The covid-19 pandemic and the worldwide search for a vaccine has thrown the life sciences sector into the limelight. However, its longer-term growth is considered structural and resilient to economic cycles. Life sciences are broadly defined as those concerned with living organisms, but the commercial sector is primarily concerned with biotechnology, pharmaceuticals, biomedical devices, genetics and genomics, the sciences delivering drugs and products to serve the aging populations of developed nations.
Global healthcare spending is set to hit $8.7 trillion for 2020, according to JLL, while annual pharmaceutical sales are expected to hit $1 trillion in 2024. Much of the sector’s growth comes from venture capital investment, which has been growing at 15 percent a year in the US and totals more than $6 billion so far this year.
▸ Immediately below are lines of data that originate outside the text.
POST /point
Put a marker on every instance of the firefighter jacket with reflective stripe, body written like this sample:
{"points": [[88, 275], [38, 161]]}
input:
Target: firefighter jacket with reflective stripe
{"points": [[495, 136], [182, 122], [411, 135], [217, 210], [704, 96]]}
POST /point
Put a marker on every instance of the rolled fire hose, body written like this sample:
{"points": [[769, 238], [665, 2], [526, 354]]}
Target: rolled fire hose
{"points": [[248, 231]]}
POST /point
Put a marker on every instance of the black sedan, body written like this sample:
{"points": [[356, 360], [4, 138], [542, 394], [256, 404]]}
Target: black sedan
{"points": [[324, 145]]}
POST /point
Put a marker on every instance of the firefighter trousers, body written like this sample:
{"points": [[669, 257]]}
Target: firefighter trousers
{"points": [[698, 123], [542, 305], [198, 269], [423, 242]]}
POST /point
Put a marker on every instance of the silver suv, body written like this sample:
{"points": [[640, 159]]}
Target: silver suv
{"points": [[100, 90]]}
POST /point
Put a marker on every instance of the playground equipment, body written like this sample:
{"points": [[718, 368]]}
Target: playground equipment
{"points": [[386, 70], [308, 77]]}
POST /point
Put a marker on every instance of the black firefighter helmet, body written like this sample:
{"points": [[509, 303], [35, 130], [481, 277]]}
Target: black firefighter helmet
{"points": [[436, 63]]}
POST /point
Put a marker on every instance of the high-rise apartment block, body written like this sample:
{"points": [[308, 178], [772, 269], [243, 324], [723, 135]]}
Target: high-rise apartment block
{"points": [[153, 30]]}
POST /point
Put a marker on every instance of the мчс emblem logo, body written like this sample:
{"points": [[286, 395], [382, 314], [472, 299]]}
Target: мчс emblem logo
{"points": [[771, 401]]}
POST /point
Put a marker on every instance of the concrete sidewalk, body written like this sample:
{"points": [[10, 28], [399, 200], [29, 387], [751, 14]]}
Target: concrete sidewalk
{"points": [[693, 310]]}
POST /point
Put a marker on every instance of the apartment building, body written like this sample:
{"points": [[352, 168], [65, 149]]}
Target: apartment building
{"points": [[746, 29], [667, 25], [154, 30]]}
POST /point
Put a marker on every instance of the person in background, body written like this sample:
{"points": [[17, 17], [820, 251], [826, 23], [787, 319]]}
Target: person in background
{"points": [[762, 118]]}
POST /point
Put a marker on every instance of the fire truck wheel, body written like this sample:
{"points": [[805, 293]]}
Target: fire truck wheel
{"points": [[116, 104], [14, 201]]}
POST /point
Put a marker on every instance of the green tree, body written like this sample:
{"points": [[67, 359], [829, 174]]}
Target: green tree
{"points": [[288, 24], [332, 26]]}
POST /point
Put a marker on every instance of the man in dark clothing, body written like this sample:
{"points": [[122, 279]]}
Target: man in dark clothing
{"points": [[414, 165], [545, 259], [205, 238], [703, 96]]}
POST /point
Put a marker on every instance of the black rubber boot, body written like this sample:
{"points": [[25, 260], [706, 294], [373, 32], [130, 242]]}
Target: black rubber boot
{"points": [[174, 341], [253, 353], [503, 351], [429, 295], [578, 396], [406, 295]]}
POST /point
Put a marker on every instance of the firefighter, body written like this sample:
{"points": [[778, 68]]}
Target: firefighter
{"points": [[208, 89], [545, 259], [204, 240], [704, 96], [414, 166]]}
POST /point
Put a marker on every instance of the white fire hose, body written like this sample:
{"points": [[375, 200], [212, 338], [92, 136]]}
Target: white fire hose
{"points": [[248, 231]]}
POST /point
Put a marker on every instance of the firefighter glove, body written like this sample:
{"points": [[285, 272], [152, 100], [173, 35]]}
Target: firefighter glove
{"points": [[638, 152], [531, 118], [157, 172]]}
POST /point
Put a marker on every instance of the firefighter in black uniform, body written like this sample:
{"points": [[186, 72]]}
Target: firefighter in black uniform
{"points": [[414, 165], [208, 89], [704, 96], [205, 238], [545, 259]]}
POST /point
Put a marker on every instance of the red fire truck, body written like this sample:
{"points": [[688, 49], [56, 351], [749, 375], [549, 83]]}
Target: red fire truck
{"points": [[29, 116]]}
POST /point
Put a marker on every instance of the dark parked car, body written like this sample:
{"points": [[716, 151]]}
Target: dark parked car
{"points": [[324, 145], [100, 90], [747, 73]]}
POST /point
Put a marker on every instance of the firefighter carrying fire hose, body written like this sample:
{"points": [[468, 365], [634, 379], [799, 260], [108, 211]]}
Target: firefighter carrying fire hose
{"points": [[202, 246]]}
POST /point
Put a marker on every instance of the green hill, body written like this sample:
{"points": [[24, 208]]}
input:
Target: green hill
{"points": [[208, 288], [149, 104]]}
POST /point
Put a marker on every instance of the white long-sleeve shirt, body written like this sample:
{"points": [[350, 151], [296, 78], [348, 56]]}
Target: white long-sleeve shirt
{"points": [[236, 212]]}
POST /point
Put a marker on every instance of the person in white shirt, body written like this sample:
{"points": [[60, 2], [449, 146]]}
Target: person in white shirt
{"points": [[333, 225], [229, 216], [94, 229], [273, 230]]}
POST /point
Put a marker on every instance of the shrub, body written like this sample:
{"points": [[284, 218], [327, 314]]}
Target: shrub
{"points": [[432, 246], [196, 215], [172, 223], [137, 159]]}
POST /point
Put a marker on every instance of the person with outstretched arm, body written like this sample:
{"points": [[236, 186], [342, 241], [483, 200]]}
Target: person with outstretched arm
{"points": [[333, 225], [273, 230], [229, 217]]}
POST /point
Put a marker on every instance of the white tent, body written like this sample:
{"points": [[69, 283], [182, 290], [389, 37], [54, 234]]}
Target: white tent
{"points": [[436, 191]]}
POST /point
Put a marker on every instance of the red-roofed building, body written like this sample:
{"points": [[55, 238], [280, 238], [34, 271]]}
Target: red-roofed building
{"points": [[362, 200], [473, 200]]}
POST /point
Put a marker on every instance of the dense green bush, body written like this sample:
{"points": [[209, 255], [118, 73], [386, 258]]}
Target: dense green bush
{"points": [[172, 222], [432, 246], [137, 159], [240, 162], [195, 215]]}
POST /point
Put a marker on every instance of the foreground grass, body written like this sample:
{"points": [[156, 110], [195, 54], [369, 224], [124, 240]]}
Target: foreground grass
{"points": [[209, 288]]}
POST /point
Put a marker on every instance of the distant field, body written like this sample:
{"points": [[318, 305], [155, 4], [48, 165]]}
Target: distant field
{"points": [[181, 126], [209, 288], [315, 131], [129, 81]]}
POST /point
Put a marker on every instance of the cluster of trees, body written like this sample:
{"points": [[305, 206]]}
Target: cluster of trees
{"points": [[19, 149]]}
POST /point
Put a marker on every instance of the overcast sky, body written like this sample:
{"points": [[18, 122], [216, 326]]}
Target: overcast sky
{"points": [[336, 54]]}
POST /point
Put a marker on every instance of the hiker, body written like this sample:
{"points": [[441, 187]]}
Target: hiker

Companies in these fields are being driven by the same forces as other participants in the knowledge economy; in particular clustering, as they recognize that locating close to other market participants brings productivity benefits that far outweigh the downsides. Swiss pharmaceutical giant Novartis began this trend in 2002 when it moved its global research headquarters to Cambridge, Massachusetts. The US dominates the biotech and pharmaceutical industries and the main life sciences real estate clusters are its East and West coasts, while the UK boasts a ‘golden triangle’ of Cambridge, Oxford and London.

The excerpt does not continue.